Los peregrinos navegan de O Grove a A Illa en compañía de delfines

05 ago 2015 . Actualizado a las 05:00 h.

«La tierra santa está cerca», grita Carlos López (más conocido como Cata) a doce personas sobre kayaks que se aproximan a las arenas de A Illa. «¡Primer día conseguido!», sigue animando el guía de este inusual grupo de peregrinos que hacen el Camino de Santiago a golpe de remo. En la playa, los bañistas contemplan la escena atónitos. Ninguno se imagina que quienes los acaban de invadir vienen de culminar la primera etapa de su ruta jacobea, con salida de O Grove y desembarco en Pontecesures, desde donde continuarán el trayecto a pie hasta Compostela.

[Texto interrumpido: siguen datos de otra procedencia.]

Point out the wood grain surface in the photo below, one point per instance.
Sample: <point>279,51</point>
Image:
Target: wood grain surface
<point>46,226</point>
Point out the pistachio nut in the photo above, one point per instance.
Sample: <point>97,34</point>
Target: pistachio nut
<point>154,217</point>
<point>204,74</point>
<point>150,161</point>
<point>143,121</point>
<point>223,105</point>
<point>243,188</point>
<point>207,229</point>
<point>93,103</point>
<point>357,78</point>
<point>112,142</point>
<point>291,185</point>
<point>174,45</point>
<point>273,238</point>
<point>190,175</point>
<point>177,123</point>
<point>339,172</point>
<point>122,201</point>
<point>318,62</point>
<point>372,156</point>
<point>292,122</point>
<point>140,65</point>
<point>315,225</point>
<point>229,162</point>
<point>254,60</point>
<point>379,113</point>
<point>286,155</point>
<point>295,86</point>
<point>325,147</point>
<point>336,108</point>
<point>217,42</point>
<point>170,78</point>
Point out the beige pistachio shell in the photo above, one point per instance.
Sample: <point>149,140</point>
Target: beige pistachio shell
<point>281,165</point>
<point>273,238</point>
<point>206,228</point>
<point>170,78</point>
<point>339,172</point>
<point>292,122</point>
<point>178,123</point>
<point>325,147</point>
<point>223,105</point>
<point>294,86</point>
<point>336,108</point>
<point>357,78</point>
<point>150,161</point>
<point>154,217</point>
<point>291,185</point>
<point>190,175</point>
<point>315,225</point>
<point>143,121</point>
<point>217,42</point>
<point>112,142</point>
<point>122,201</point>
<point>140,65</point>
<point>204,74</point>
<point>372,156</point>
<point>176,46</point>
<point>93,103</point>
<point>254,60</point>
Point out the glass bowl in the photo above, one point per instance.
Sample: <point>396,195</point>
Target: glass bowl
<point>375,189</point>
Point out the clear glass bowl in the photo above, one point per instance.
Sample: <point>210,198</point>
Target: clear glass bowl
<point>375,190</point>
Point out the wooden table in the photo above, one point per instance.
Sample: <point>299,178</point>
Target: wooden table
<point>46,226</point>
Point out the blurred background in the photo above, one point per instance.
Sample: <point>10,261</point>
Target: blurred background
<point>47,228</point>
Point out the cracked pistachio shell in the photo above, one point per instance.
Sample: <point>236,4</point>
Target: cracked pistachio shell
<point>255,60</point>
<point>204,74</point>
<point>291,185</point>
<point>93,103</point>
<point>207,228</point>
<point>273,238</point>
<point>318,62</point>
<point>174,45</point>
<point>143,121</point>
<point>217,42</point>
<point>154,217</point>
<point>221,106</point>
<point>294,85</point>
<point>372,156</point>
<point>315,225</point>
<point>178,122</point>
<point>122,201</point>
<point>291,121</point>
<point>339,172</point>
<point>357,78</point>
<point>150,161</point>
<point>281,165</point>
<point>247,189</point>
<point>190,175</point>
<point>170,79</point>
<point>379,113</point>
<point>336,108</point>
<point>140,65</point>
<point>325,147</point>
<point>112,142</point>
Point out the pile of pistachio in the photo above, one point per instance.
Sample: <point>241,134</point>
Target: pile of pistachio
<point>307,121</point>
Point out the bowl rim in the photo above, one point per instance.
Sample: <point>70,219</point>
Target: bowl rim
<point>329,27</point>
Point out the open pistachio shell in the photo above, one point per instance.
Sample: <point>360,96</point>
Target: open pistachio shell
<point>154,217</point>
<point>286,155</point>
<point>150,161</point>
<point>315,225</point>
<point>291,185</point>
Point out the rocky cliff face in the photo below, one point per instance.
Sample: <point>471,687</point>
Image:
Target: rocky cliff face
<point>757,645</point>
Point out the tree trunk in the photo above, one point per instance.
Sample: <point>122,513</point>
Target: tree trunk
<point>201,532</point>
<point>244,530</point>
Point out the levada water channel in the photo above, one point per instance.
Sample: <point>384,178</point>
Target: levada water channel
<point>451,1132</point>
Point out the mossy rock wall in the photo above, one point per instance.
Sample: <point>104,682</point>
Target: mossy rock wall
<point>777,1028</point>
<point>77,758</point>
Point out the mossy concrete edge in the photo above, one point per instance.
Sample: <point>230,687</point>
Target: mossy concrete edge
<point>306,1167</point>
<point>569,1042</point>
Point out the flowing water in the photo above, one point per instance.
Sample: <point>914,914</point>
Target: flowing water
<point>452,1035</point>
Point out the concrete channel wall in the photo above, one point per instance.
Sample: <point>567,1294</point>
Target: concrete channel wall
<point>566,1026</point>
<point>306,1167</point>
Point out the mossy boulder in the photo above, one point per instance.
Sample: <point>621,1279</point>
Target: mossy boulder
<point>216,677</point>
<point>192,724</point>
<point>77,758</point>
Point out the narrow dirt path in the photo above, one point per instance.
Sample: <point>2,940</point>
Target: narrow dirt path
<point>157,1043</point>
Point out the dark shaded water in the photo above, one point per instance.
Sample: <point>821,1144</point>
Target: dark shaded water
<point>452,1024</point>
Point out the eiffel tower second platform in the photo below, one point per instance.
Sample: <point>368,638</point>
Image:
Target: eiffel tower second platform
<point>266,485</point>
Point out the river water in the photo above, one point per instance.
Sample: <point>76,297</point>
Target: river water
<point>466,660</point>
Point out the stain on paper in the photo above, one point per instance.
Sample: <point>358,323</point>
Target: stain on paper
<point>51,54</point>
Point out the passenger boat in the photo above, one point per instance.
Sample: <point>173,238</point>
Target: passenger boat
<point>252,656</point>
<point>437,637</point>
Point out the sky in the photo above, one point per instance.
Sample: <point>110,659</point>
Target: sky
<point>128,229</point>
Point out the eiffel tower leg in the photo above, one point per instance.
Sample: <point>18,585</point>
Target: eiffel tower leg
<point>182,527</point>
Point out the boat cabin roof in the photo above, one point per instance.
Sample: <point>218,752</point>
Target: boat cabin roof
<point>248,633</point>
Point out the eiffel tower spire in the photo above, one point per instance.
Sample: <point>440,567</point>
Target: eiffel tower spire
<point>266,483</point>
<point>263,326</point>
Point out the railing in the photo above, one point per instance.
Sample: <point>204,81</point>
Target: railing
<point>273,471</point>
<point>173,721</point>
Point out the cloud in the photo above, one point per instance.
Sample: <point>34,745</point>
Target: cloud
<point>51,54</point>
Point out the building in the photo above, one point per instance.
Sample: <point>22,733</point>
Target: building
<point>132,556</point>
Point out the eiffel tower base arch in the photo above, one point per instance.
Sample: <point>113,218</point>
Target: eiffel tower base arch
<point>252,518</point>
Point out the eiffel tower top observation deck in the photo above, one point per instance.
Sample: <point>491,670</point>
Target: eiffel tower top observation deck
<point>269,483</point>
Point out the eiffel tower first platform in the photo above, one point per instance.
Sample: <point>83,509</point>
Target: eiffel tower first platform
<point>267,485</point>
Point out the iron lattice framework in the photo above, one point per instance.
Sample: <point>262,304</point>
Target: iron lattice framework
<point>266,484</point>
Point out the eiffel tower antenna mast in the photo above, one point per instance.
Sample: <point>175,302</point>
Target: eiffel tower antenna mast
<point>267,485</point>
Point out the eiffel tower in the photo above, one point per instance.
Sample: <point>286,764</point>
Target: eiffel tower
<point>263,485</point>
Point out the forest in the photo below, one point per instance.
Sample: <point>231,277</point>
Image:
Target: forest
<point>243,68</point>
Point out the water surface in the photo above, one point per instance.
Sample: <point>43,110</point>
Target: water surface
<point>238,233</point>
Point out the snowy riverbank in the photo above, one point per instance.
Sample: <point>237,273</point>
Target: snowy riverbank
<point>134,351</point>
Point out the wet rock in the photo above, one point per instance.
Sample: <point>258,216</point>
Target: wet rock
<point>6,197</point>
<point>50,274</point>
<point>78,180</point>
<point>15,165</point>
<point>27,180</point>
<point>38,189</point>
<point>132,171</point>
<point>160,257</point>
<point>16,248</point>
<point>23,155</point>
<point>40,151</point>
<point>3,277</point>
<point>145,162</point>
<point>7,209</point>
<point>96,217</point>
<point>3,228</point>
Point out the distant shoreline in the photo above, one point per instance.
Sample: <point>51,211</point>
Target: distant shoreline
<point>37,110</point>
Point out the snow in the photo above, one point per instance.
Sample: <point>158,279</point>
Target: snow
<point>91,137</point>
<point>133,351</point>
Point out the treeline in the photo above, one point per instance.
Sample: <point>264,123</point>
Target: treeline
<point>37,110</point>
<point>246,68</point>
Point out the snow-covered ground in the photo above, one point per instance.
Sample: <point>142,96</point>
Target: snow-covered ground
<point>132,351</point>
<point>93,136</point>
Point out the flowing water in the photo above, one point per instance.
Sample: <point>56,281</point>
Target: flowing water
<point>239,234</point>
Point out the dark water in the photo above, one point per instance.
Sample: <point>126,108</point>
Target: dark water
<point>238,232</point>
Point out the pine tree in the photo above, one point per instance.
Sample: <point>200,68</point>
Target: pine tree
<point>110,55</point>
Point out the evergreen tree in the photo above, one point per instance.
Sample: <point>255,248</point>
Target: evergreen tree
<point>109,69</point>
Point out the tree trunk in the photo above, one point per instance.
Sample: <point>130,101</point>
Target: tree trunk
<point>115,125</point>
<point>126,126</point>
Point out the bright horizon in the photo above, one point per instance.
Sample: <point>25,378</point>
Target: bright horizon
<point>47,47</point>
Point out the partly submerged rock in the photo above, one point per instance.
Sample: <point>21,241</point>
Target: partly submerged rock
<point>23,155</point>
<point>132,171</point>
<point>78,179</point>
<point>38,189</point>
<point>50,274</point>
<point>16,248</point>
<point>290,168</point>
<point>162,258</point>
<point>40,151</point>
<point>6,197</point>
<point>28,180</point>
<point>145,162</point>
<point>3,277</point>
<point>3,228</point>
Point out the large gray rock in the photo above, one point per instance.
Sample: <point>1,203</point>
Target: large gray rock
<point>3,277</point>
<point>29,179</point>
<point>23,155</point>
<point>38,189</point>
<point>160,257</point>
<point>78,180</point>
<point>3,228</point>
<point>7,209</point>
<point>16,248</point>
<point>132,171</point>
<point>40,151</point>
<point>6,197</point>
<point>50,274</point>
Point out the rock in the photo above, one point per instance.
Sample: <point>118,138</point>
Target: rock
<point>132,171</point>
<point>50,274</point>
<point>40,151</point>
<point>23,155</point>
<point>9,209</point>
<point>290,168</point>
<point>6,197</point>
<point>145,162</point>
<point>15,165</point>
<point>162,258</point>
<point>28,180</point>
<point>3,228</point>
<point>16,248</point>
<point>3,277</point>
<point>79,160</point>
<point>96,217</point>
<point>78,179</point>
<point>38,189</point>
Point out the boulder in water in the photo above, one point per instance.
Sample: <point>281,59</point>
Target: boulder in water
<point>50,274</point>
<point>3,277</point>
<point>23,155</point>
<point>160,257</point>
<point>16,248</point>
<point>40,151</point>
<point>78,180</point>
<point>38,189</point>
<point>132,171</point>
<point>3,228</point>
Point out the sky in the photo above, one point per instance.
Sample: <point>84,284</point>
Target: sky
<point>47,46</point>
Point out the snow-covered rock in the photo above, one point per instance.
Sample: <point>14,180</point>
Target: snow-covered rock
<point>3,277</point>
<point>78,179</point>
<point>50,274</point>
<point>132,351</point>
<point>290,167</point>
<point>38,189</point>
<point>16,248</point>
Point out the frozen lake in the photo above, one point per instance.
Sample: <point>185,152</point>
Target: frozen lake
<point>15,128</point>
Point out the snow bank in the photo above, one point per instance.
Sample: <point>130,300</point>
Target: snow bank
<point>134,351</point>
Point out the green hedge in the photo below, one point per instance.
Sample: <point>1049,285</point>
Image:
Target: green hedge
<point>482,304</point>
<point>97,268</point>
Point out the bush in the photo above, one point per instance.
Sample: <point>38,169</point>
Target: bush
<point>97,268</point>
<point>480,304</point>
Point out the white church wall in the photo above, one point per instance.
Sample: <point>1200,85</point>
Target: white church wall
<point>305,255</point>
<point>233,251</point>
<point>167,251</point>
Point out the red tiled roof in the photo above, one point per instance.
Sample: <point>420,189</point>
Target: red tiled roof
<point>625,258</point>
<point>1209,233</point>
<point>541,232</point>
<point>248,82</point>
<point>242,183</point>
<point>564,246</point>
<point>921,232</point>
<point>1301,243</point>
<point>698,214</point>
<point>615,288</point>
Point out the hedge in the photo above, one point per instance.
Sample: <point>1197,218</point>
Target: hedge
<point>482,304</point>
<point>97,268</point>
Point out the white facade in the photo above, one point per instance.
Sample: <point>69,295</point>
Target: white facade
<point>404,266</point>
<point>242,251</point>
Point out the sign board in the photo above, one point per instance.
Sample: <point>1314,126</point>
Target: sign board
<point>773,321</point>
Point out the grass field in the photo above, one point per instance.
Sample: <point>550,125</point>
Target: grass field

Cristina Galvin era en esta ocasión la única extranjera del grupo, aunque no es raro toparse en él con todo tipo de nacionalidades, desde europeas hasta sudafricanas. La irlandesa, que ya había hecho en otras tres ocasiones el camino por tierra, cuenta emocionada que diez minutos antes de su desembarco en A Illa remaron a pocos metros de delfines. «¡Fue genial!», dice.

«Vas integrado en el mar sobre tu kayak, sin ruidos y en contacto con la naturaleza», añade Antonio Abadín, un funcionario de Allariz que se embarcó también en esta Ruta del Mar. «Es una forma realmente original e interesante de conocer la parte más primitiva del Camino», subraya el madrileño José Antonio Coleto.

Algunos tenían experiencia previa con un kayak, pero otros, como Patricia Torné, era la primera vez que se subían a uno. «Físicamente no hace falta ser una superwoman para hacer esto», asegura la catalana, quien por primera vez visita Galicia y viajó expresamente desde Inglaterra (donde reside) para sumarse a esta iniciativa junto a otra amiga. «Queríamos hacer el Camino andando pero, en agosto, encontrar un albergue iba a estar complicado», indica.

En esta ruta anfibia de cinco días solo necesitan un saco de dormir. Kayaks, tiendas de acampada, cañas de pescar, trajes de buceo y mariscadas vienen incluidas. Porque, además de remar, las actividades paralelas forman parte importante del plan. Cata, aventurero y chef galaicocatalán que con 12 años ya estaba embarcado en yates de lujo y que trabajó con Karlos Arguiñano, se preocupa de ello y no falta una parada para conocer la música, la queimada y darle un buen repaso a los vinos y a la gastronomía de Galicia.